As we can see, results are truly identical among the two models.

## 8.4. Actually debugging the `BasicStacking`

Let's start by making sure that the second layer is being used, and that it receive more features than the first layer (it is supposed to get the predictions of the first layer as features).

In [84]:
import copy

class DebuggingBasicStacking(ProblemTransformationBase):
    first_layer_classifiers: BinaryRelevance
    second_layer_classifiers: BinaryRelevance

    def __init__(self, classifier: Any = SVC(), require_dense: Optional[List[bool]] = None):
        super().__init__()

        first_base_classifier = copy.deepcopy(classifier)
        second_base_classifier = copy.deepcopy(classifier)

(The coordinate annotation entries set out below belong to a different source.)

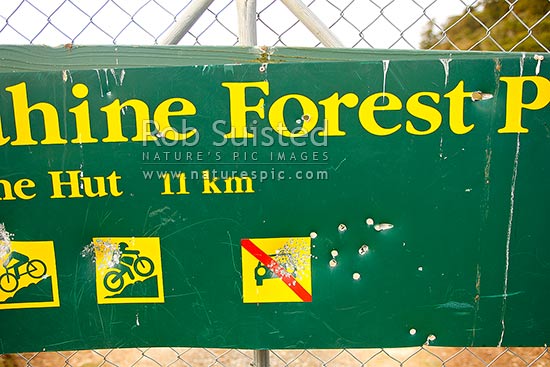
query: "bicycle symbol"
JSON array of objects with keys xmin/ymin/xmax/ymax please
[
  {"xmin": 0, "ymin": 251, "xmax": 46, "ymax": 293},
  {"xmin": 103, "ymin": 242, "xmax": 155, "ymax": 292}
]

        print("Same object check", first_base_classifier is second_base_classifier)

        self.first_layer_classifiers = BinaryRelevance(
            classifier=first_base_classifier,
            require_dense=[False, True]
        )

        self.second_layer_classifiers = BinaryRelevance(
            classifier=second_base_classifier,
            require_dense=[False, True]
        )
    
    def fit(self, X: Any, y: Any):
        print(f"FIT: X shape is {X.shape}")
        self.first_layer_classifiers.fit(X, y)

        first_layer_predictions = self.first_layer_classifiers.predict(X)
        formatted_first_layer_predictions = first_layer_predictions.todense()
        X_expanded = np.hstack([X.todense(), formatted_first_layer_predictions])

        first_layer_sum = np.sum(np.sum(formatted_first_layer_predictions, axis=1))
        print("FIT: summing the values (for first layer):", first_layer_sum)

        print(f"FIT: X_extended shape is {X_expanded.shape}")
        self.second_layer_classifiers.fit(X_expanded, y)
    
    def predict(self, X: Any): # type: ignore
        print(f"PREDICT: X shape is {X.shape}")
        first_layer_predictions = self.first_layer_classifiers.predict(X)
        formatted_first_layer_predictions = first_layer_predictions.todense()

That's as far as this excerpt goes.